Bu nedenle Allah Teâlâ, “ İnsanları Allah’a çağıran, iyi ve yararlı işler yapan ve ‘Ben bir Müslümanım’ diyen kimseden daha sözü güzel kim olabilir? Bilin ki, iyilikle kötülük asla bir değildir. Sen kötülüğü daima en iyi şekilde sav( kötülüğe iyilikle karşılık ver). Bir de bakarsın, aranızda düşmanlık olan kimse çok samimi bir dost oluvermiş! Fakat bu sadece sabırlı kimselere verilen bir meziyettir. Evet bu meziyet, sadece yüksek ahlak ve faziletten nasibi olanlara verilmiştir”[10] sözleriyle, iyiliğin evrensel boyutuna dikkat çekmekte, inananları bu konuda uyarmakta, böyle bir kişiliğe de ancak sabırlı, ahlak ve fazilet sahibi kişilerin ulaşabilecekleri mesajını vermektedir. Nitekim Kur’an’da böyle vasıflara sahip olan peygamberlerden söz edilmekte, bunlar arasında Hz. Muhammed’in ayrı bir konuma sahip olduğu; ahlakî kişiliğinin övüldüğü ve ümmetine örnek olarak gösterildiği görülmektedir.

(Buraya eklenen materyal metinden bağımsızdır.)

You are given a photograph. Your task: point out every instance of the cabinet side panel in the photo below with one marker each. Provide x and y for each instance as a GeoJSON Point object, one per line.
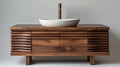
{"type": "Point", "coordinates": [21, 42]}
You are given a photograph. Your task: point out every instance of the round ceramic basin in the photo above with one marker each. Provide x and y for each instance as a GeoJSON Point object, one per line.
{"type": "Point", "coordinates": [59, 22]}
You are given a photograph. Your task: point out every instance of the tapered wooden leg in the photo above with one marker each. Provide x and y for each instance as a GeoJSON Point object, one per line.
{"type": "Point", "coordinates": [91, 60]}
{"type": "Point", "coordinates": [28, 60]}
{"type": "Point", "coordinates": [88, 58]}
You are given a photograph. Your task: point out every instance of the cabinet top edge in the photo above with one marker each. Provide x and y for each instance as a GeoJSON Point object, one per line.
{"type": "Point", "coordinates": [79, 27]}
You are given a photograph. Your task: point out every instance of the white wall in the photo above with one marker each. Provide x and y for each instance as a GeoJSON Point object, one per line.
{"type": "Point", "coordinates": [105, 12]}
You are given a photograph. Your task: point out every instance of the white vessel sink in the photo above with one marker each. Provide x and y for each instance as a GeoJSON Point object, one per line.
{"type": "Point", "coordinates": [59, 22]}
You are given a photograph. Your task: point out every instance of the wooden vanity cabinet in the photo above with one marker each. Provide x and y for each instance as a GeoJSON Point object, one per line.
{"type": "Point", "coordinates": [83, 40]}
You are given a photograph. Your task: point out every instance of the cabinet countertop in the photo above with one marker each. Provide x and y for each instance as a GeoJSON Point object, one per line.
{"type": "Point", "coordinates": [79, 27]}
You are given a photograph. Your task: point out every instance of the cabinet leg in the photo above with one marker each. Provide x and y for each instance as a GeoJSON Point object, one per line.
{"type": "Point", "coordinates": [28, 60]}
{"type": "Point", "coordinates": [91, 60]}
{"type": "Point", "coordinates": [88, 58]}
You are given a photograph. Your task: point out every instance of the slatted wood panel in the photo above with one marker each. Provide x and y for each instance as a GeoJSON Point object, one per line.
{"type": "Point", "coordinates": [98, 42]}
{"type": "Point", "coordinates": [21, 41]}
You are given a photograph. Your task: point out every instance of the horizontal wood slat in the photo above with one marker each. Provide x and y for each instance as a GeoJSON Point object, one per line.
{"type": "Point", "coordinates": [21, 41]}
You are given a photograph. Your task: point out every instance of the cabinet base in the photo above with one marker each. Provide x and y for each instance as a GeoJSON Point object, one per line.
{"type": "Point", "coordinates": [89, 58]}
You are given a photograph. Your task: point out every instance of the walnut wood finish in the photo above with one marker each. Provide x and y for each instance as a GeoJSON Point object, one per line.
{"type": "Point", "coordinates": [83, 40]}
{"type": "Point", "coordinates": [21, 41]}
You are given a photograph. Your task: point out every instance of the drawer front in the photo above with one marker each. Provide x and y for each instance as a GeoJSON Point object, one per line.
{"type": "Point", "coordinates": [73, 44]}
{"type": "Point", "coordinates": [40, 45]}
{"type": "Point", "coordinates": [45, 42]}
{"type": "Point", "coordinates": [98, 42]}
{"type": "Point", "coordinates": [21, 42]}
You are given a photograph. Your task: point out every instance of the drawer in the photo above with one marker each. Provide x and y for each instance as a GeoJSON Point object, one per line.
{"type": "Point", "coordinates": [45, 44]}
{"type": "Point", "coordinates": [73, 44]}
{"type": "Point", "coordinates": [45, 34]}
{"type": "Point", "coordinates": [45, 49]}
{"type": "Point", "coordinates": [45, 41]}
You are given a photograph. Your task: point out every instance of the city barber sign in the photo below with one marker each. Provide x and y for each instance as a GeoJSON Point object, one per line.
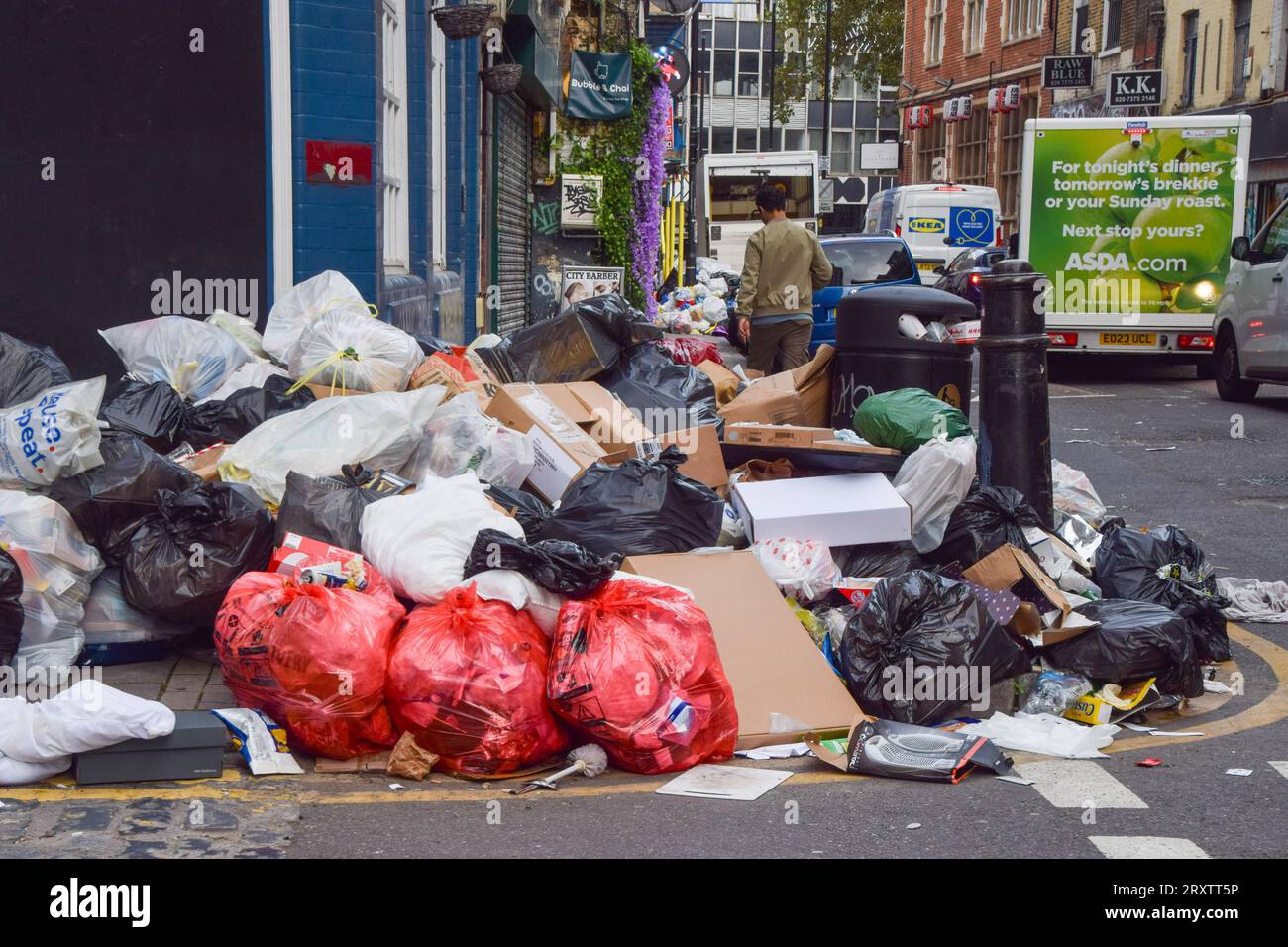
{"type": "Point", "coordinates": [597, 86]}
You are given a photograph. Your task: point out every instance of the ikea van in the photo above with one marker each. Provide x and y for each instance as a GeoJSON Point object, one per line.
{"type": "Point", "coordinates": [936, 221]}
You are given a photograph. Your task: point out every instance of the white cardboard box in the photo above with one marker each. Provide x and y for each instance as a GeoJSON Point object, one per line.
{"type": "Point", "coordinates": [835, 510]}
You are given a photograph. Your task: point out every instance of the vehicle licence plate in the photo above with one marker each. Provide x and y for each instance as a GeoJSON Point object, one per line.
{"type": "Point", "coordinates": [1128, 338]}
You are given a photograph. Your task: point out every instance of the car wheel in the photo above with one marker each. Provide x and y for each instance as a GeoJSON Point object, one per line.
{"type": "Point", "coordinates": [1229, 385]}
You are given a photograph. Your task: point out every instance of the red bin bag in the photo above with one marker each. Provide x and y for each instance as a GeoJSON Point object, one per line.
{"type": "Point", "coordinates": [468, 678]}
{"type": "Point", "coordinates": [312, 657]}
{"type": "Point", "coordinates": [635, 668]}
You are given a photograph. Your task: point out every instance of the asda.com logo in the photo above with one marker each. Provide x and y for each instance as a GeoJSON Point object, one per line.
{"type": "Point", "coordinates": [926, 224]}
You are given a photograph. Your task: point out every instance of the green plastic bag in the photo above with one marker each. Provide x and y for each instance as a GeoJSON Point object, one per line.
{"type": "Point", "coordinates": [907, 419]}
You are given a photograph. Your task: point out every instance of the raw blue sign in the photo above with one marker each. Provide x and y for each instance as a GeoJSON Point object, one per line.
{"type": "Point", "coordinates": [970, 227]}
{"type": "Point", "coordinates": [599, 85]}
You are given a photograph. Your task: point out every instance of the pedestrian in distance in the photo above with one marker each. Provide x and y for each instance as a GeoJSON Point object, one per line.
{"type": "Point", "coordinates": [785, 265]}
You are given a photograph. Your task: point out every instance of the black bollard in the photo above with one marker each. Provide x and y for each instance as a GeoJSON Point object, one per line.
{"type": "Point", "coordinates": [1014, 411]}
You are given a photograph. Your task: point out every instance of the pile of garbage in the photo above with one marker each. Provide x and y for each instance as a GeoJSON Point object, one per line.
{"type": "Point", "coordinates": [583, 534]}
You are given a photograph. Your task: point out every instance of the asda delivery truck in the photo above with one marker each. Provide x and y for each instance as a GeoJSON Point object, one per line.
{"type": "Point", "coordinates": [1131, 222]}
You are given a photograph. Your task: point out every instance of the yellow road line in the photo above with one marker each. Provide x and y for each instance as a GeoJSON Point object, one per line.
{"type": "Point", "coordinates": [266, 789]}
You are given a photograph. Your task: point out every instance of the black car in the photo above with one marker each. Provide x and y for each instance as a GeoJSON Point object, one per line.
{"type": "Point", "coordinates": [964, 273]}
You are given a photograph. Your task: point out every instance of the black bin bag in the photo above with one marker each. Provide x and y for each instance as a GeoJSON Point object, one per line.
{"type": "Point", "coordinates": [1166, 567]}
{"type": "Point", "coordinates": [326, 509]}
{"type": "Point", "coordinates": [938, 624]}
{"type": "Point", "coordinates": [27, 369]}
{"type": "Point", "coordinates": [558, 566]}
{"type": "Point", "coordinates": [987, 519]}
{"type": "Point", "coordinates": [11, 607]}
{"type": "Point", "coordinates": [1134, 641]}
{"type": "Point", "coordinates": [636, 508]}
{"type": "Point", "coordinates": [111, 501]}
{"type": "Point", "coordinates": [183, 558]}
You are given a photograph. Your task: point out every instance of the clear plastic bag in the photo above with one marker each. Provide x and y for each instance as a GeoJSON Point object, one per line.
{"type": "Point", "coordinates": [376, 431]}
{"type": "Point", "coordinates": [934, 479]}
{"type": "Point", "coordinates": [802, 569]}
{"type": "Point", "coordinates": [58, 569]}
{"type": "Point", "coordinates": [355, 352]}
{"type": "Point", "coordinates": [421, 540]}
{"type": "Point", "coordinates": [54, 434]}
{"type": "Point", "coordinates": [189, 356]}
{"type": "Point", "coordinates": [303, 303]}
{"type": "Point", "coordinates": [459, 437]}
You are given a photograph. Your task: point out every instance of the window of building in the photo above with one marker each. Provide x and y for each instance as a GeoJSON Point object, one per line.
{"type": "Point", "coordinates": [1189, 55]}
{"type": "Point", "coordinates": [974, 34]}
{"type": "Point", "coordinates": [1112, 25]}
{"type": "Point", "coordinates": [970, 163]}
{"type": "Point", "coordinates": [931, 147]}
{"type": "Point", "coordinates": [1012, 157]}
{"type": "Point", "coordinates": [1022, 18]}
{"type": "Point", "coordinates": [393, 145]}
{"type": "Point", "coordinates": [748, 72]}
{"type": "Point", "coordinates": [934, 33]}
{"type": "Point", "coordinates": [1081, 12]}
{"type": "Point", "coordinates": [1241, 34]}
{"type": "Point", "coordinates": [722, 71]}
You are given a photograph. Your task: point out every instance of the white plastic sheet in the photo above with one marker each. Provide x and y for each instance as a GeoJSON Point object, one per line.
{"type": "Point", "coordinates": [376, 431]}
{"type": "Point", "coordinates": [934, 479]}
{"type": "Point", "coordinates": [299, 307]}
{"type": "Point", "coordinates": [189, 356]}
{"type": "Point", "coordinates": [420, 541]}
{"type": "Point", "coordinates": [1044, 733]}
{"type": "Point", "coordinates": [58, 569]}
{"type": "Point", "coordinates": [39, 740]}
{"type": "Point", "coordinates": [460, 437]}
{"type": "Point", "coordinates": [355, 352]}
{"type": "Point", "coordinates": [54, 434]}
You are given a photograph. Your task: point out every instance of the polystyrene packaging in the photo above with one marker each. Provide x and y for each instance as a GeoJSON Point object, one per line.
{"type": "Point", "coordinates": [421, 540]}
{"type": "Point", "coordinates": [192, 357]}
{"type": "Point", "coordinates": [468, 678]}
{"type": "Point", "coordinates": [460, 437]}
{"type": "Point", "coordinates": [54, 434]}
{"type": "Point", "coordinates": [376, 431]}
{"type": "Point", "coordinates": [301, 304]}
{"type": "Point", "coordinates": [353, 351]}
{"type": "Point", "coordinates": [58, 569]}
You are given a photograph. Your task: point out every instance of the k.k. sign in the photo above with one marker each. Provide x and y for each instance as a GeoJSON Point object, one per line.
{"type": "Point", "coordinates": [599, 85]}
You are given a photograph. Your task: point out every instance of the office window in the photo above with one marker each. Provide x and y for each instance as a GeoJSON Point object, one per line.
{"type": "Point", "coordinates": [974, 34]}
{"type": "Point", "coordinates": [1012, 158]}
{"type": "Point", "coordinates": [722, 69]}
{"type": "Point", "coordinates": [970, 165]}
{"type": "Point", "coordinates": [934, 33]}
{"type": "Point", "coordinates": [1241, 34]}
{"type": "Point", "coordinates": [748, 72]}
{"type": "Point", "coordinates": [393, 146]}
{"type": "Point", "coordinates": [1113, 25]}
{"type": "Point", "coordinates": [1189, 55]}
{"type": "Point", "coordinates": [1022, 18]}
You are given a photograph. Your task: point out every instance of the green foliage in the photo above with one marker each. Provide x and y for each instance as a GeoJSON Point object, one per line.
{"type": "Point", "coordinates": [866, 34]}
{"type": "Point", "coordinates": [609, 149]}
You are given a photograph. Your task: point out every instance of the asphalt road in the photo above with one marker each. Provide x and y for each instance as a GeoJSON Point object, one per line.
{"type": "Point", "coordinates": [1229, 492]}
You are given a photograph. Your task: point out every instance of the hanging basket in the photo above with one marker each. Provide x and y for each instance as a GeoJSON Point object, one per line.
{"type": "Point", "coordinates": [463, 21]}
{"type": "Point", "coordinates": [502, 78]}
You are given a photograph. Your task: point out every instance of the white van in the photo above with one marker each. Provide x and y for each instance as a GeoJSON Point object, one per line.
{"type": "Point", "coordinates": [936, 221]}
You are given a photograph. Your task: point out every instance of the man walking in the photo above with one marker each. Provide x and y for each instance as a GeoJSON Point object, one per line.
{"type": "Point", "coordinates": [785, 265]}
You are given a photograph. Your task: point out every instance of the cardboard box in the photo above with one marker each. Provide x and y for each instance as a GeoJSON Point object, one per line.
{"type": "Point", "coordinates": [194, 750]}
{"type": "Point", "coordinates": [563, 450]}
{"type": "Point", "coordinates": [205, 463]}
{"type": "Point", "coordinates": [800, 395]}
{"type": "Point", "coordinates": [835, 510]}
{"type": "Point", "coordinates": [774, 668]}
{"type": "Point", "coordinates": [725, 381]}
{"type": "Point", "coordinates": [706, 458]}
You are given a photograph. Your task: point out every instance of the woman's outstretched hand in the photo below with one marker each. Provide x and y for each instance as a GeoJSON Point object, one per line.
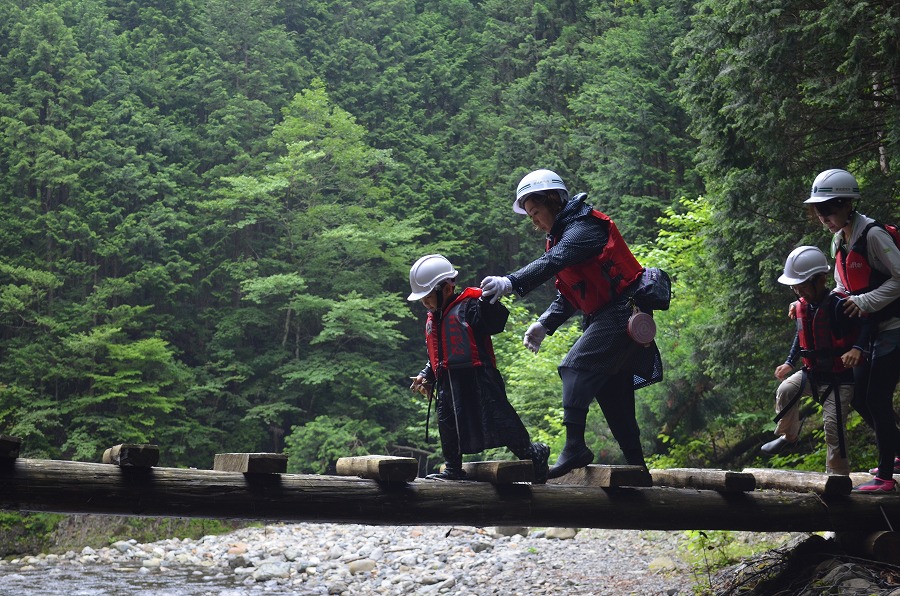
{"type": "Point", "coordinates": [493, 287]}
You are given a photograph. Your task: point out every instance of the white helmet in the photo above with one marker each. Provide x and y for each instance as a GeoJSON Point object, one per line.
{"type": "Point", "coordinates": [803, 263]}
{"type": "Point", "coordinates": [537, 181]}
{"type": "Point", "coordinates": [832, 184]}
{"type": "Point", "coordinates": [427, 273]}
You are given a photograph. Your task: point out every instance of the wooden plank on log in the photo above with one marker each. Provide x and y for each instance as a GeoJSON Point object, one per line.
{"type": "Point", "coordinates": [9, 447]}
{"type": "Point", "coordinates": [801, 481]}
{"type": "Point", "coordinates": [500, 472]}
{"type": "Point", "coordinates": [600, 476]}
{"type": "Point", "coordinates": [53, 486]}
{"type": "Point", "coordinates": [857, 478]}
{"type": "Point", "coordinates": [699, 478]}
{"type": "Point", "coordinates": [384, 468]}
{"type": "Point", "coordinates": [251, 463]}
{"type": "Point", "coordinates": [134, 455]}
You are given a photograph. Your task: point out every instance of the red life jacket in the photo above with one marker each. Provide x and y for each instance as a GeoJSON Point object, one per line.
{"type": "Point", "coordinates": [453, 343]}
{"type": "Point", "coordinates": [821, 349]}
{"type": "Point", "coordinates": [592, 284]}
{"type": "Point", "coordinates": [853, 265]}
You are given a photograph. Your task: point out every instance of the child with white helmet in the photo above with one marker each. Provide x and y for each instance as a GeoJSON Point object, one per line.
{"type": "Point", "coordinates": [473, 411]}
{"type": "Point", "coordinates": [830, 345]}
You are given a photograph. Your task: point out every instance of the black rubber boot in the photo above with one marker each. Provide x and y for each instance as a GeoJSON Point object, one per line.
{"type": "Point", "coordinates": [571, 457]}
{"type": "Point", "coordinates": [540, 453]}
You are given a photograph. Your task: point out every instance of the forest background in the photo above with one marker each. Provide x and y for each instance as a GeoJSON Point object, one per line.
{"type": "Point", "coordinates": [208, 208]}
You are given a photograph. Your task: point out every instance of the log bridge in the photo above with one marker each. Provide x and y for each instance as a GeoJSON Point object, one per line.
{"type": "Point", "coordinates": [384, 490]}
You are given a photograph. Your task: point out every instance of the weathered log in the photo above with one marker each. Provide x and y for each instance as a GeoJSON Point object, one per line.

Hz. Peygamber, bir gün namaz kılmak amacıyla Kâbe’ye gelir ve etrafına şöyle bir göz gezdirir. Bir tarafta Ebu Cehil ve arkadaşlarını, öbür tarafta Abdullah b. Mes’ud’u, diğer tarafta ise daha önce putlar için kurban edilmiş deve işkembesini ve bağırsaklarını görür. Put sevgisi iliklerine kadar işlemiş olan Ebû Cehil’in ve arkadaşlarının yanına gitmez. Zira o, ne zaman Kur’an okusa, onların kendisine hain gözlerle baktıklarını; “Putlara tapmayın, Allah’a şirk koşmayın, sadece ona kulluk edin” dediği için de kendisine düşman olduklarını biliyordu. Zira onların Ebu Tâlib’e gittiklerini, “Kardeşinin oğlu putlarımıza küfretti. Dinimizi ayıpladı, atalarımıza hakaretler etti” dediklerini, hatta onu tehdit ettiklerini de unutmamıştı.

Bu nedenle onlardan biraz uzakta bir yerde ibadet etmeyi tercih etmiş ve orada namaz kılmaya başlamıştı. Bu arada Ebû Cehil, her zaman olduğu gibi aklına bir hainlik gelmiş ve yanındakilere, “Kim gidip şu deve işkembesini, Muhammed secdeye vardığında sırtına koyacak?” demişti. Ukbe b. Ebi Muayt, bu sözü duyar duymaz, hemen yerinden fırlamış ve Hz. Peygamber secdeye vardığında deve işkembesini almış, onun sırtına ve boynuna gelecek şekilde koymuştu. Bu nedenle de Hz. Peygamber başını yerden kaldıramamıştı. Bu olaya şahit olan İbn Mes’ûd ise bir şey yapamamanın derin üzüntüsü içinde donup kalmıştı. Bu durumdan haberdar olan Peygamberimizin kızı Fatıma, koşarak gelmiş, o işkembeyi babasının sırtından almış ve yere koymuştu. [11]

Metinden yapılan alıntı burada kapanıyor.